Speech recognition do not work well with noise. This article explores tests a noisy speech corpus against Google's recognizer.
After many decades of development, speech recognition can now be considered pretty much to be a solved problem. But there are some common situations where it does not work very well. Speech recognition does not work very well in noisy environments. Unfortunately mobile phones, where speech recognition is a convenient way to enter information, are often used in such conditions.
An MIT thesis from 2009 (by Tara Sainath) states that speech recognition has signficant problems with noise. Noise is generally described as signal to noise ration in terms of decibels. Sainath states that speech recognizers (at that time) typically had a 40% error rate on speech with 16 dB of noise. Meanwhile humans can recognize even 0dB speech with only 1% error rate. Thus in terms of handling noise, speech recognition has a long way to go to catch up with human recognition.
I have tried to classify noise in a paper on the Semisupervised classification of audio noise in 2010. The idea there was to train a speech recognizer on different types of noise. Then we could utilize the right type of speech recognizer if we can determine the type of noise. That approach did not go too far, since I was not able to classify all the noises accurately.
This article is about a simpler attempt. Even if a speech recognizer does not recognize everything, it may be still possible to reconstruct the intended input. We have tried this approach on correcting errors from the Google recognizer. I wanted to find out what happens if we tried to recover the intended input from whatever the Google recognizer manages to output. In another article Improving the Google speech recognizer we had described the procedure for recovering from some errors. I will apply the same technique here to some noisy speech samples.

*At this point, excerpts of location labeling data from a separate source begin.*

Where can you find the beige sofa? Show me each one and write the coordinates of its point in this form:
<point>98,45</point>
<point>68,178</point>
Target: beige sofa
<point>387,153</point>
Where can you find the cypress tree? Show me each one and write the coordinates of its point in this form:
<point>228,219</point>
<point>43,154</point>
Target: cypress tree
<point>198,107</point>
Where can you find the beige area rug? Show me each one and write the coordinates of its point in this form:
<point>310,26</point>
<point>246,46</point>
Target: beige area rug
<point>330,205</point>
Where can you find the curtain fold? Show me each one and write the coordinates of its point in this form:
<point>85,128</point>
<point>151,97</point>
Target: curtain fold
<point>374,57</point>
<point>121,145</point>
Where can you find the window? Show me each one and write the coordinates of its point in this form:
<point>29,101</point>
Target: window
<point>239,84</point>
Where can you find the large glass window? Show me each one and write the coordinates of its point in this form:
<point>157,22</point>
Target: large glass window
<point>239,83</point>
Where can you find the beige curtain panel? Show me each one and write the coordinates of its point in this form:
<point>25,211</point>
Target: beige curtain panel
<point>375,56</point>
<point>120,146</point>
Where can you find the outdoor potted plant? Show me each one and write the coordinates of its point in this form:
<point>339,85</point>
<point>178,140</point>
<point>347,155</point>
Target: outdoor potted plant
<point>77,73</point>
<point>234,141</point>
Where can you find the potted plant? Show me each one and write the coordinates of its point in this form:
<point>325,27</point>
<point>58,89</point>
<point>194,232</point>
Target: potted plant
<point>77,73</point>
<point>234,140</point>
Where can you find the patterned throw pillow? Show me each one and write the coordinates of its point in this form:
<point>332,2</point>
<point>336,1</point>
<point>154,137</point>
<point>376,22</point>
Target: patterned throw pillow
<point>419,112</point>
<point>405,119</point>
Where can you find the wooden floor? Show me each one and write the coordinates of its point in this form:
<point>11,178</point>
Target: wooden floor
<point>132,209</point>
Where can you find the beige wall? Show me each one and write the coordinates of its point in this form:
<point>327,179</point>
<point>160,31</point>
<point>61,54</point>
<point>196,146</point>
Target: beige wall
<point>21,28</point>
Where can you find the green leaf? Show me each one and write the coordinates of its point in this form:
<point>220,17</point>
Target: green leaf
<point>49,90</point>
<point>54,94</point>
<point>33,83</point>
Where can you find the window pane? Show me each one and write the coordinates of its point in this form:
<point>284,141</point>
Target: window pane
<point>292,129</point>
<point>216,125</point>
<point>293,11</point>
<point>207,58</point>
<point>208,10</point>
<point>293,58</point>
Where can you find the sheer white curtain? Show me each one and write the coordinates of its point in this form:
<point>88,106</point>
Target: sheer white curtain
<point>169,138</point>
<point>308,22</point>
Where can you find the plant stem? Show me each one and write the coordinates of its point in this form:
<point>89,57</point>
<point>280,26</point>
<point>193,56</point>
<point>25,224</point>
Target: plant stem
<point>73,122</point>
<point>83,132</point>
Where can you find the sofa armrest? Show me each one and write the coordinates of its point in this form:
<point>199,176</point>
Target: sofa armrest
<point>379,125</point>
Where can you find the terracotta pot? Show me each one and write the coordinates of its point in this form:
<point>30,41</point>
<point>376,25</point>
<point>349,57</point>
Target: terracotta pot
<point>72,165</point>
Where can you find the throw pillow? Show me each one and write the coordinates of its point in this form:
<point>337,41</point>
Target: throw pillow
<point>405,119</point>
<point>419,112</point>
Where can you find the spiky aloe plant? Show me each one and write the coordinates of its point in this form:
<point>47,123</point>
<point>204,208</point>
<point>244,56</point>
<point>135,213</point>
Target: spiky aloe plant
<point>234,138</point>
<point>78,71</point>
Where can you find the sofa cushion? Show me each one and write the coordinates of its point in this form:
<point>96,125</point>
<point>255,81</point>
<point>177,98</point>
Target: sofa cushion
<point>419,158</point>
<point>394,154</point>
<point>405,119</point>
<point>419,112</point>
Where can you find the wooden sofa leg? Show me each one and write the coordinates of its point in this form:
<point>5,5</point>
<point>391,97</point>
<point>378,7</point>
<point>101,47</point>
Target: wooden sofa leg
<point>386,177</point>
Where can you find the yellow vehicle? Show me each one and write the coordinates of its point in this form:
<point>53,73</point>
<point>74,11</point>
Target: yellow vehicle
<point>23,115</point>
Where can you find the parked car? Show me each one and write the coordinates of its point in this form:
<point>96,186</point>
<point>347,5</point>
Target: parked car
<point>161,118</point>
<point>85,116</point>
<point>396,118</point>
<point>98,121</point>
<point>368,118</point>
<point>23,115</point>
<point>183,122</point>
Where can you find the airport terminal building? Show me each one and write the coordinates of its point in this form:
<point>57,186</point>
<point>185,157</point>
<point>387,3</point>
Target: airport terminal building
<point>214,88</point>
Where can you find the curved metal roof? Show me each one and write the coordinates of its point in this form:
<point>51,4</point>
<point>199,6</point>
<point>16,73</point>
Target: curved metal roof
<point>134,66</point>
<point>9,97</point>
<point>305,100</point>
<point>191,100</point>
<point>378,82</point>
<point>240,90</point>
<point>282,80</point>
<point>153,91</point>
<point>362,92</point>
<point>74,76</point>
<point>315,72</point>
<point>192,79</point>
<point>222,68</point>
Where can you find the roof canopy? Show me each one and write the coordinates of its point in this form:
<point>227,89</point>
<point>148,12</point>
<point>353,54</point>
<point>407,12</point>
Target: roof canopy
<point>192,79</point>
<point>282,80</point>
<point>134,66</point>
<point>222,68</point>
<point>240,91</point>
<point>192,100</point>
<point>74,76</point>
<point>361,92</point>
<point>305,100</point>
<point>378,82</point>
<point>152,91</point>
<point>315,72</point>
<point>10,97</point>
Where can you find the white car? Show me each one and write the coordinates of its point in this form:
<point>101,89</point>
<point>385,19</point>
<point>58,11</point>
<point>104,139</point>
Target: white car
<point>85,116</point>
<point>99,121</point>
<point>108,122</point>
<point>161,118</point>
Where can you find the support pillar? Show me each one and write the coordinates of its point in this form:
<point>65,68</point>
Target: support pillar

As in the earlier paper I used the Noizeus corpus from the University of Texas at Dallas. The data is described in the paper: Hu, Y. and Loizou, P. (2007). “Subjective evaluation and comparison of speech enhancement algorithms,” Speech Communication, 49, 588-601. Please cite this reference if you publish anything using this corpus.
The data can be downloaded form the above link. It consists of thirty recordings in various forms. There is a clean version with no noise. The noisy samples are provided with eight types of noise and signal to noise ratios of 0dB, 5dB, 10dB and 15dB (the 0dB is the most noisy. The 15dB samples are the least noisy and provide the best speech recognition results. Thus altogether there are 990 wav files in the collection.
To use the sample program, download the sample code. This includes a directory called data. If you download the audio files as above, then place them in the appropriate directory in data/audio. To show where files should go, I have put one audio file, sp01.wav, in data/audio/clean.
This requires version 0.7 of the Jaivox library. You can download it here.
I tested whether the Google recognizer can recognize noisy speech by passing the sound files through the recognizer (as we had done earlier with a larger set of sentences.)
The code consists of two functions process.java and noisedata.java. The latter file creates recognition results for each audio file. Results for all audio files with the same noise type and noise level are placed into the same text file in data/asr. For example data/asr/restaurant_15.txt contains the results of processing each of the thirty noisy recordings containing restaurant noise.
Since it takes a long time to run each of the recordings through the Google recognizer, I have collected all of the results I obtained in appropriate files. I have not processed 0dB examples since even 5dB is mostly not recognized at all.
The table below shows the recognition errors for each type of data and each noise level. We first note the number of samples containing any error at all. Since many errors can be corrected with our phonetic matching method, the last column shows the number of errors after the errors are corrected in this way.
Without correction the results are pretty dismal. There are 30 sentences. For example with 15dB of airport noise 9/10 of them had at least one error. This is far worse than the 40% error expected.
We can correct some of the errors using a phonetic matching, knowing that each of the recordings are one of a known set of 30 sentences. With this correction, we get 6/30 errors, i.e. 1/5 or 20%. This is better than the expected 40%, but note that we are using some extra information about the recordings.
The full table is shown below.
The table shows that noisy speech is hard to recognize. With 5dB noise almost everything is incorrect, even after the above correction attempt. We can recover about 1/3 of the errors in the case of 10dB noise.